Tapered mirrors sound cool but I think you’ll find that they don’t give a kaleidoscope effect. The reflection angles will be all wrong. It might look cool but it won’t be a kaleidoscope in a traditional sense.
The reason for the tube is really just to hold the mirrors and channel your vision towards the center where the images converge so you get that “repeating” effect… I’m curious as to you’re referring to as a “kaleidoscope”, that you can mount on the wall though?
and @evansd2 Well, cool with kaleidoscope principles will do. This is for “create art using electronics”. So I want to make a kaleidoscopish device that mounts on the wall, has a sidelight (illuminate the interior), large viewing aperture and a motor to drive the rotating trinket disk.
Think night time, with a cat on my lap, some tea and edibles, i’ll just be able to sit back and enjoy the show. At least, that’s my vision.
Ahhh… Gotcha. I was wracking my brain trying to figure out if there was some way to do an actual wall-mounted kaleidoscope with a wide field of view other than a projected one… Looking forward to seeing what you come up with!
The apparent size is matched by the length of the tube. Too long and the “circle” is the light at the end of the tunnel. Too short and the "v"makes a warped circle. No matter what you do inside the “v” will be different that the rest unless all sides look the same.

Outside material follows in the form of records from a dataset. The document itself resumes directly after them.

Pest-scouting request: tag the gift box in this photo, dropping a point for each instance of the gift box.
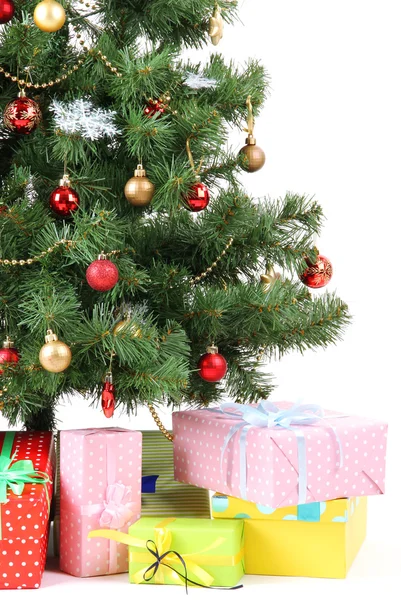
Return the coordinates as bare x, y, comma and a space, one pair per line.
280, 455
100, 486
171, 499
26, 487
320, 539
183, 551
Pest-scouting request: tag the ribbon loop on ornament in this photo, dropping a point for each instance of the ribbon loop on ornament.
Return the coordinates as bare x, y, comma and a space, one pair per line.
268, 415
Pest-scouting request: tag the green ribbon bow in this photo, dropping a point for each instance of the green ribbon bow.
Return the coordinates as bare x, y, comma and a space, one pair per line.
16, 475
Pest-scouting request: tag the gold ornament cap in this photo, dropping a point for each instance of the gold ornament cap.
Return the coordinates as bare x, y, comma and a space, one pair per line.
50, 337
250, 140
212, 349
140, 171
65, 181
8, 343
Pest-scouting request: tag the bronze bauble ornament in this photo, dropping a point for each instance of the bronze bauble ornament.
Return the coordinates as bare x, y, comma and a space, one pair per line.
139, 190
49, 16
253, 156
54, 356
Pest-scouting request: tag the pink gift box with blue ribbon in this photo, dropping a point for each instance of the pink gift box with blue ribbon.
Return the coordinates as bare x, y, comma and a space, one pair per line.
100, 487
280, 454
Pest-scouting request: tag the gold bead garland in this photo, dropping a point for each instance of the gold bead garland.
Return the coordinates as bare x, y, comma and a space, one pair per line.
96, 54
160, 425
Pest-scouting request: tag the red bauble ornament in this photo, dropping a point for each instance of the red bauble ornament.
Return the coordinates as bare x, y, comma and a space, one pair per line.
7, 10
108, 396
22, 115
212, 365
8, 354
154, 107
102, 274
198, 197
64, 201
319, 274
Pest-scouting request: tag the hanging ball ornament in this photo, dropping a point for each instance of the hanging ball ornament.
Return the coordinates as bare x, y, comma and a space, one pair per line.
7, 10
22, 115
108, 396
212, 365
102, 274
139, 190
268, 278
154, 107
8, 354
198, 197
317, 274
64, 201
49, 16
54, 356
253, 157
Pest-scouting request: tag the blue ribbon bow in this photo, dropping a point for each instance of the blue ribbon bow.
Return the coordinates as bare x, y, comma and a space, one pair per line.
268, 415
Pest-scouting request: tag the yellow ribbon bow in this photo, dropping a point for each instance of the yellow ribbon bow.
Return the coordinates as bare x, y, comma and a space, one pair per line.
161, 560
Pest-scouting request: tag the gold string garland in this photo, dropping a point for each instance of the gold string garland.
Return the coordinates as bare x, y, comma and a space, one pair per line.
159, 424
214, 264
94, 53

I “designed” one that was glass and therefore round suggesting it to a customer who would claim it as her own, but in that case it was filled with Lava Lamp like oil and glycerine that provided the interest. Something like that with mica and plastic bits could be very interesting just as a rotating circle,
One of the first projects I did with my GF was to build a simple traditional Kaleidoscope. Generally there is no focal length because there is no lens. The mirrors run the length of the tube and are necessary to reflect the light from face to face multiple times as you look through a small hole in one end. It’s not just bouncing the light once off three or more mirrors. A stubby Kaleidoscope would reduce the number of reflections to reach your eye. The tube is also there to reduce external light and concentrate the effect. The simplest devices employ three long mirrors but the number will vary.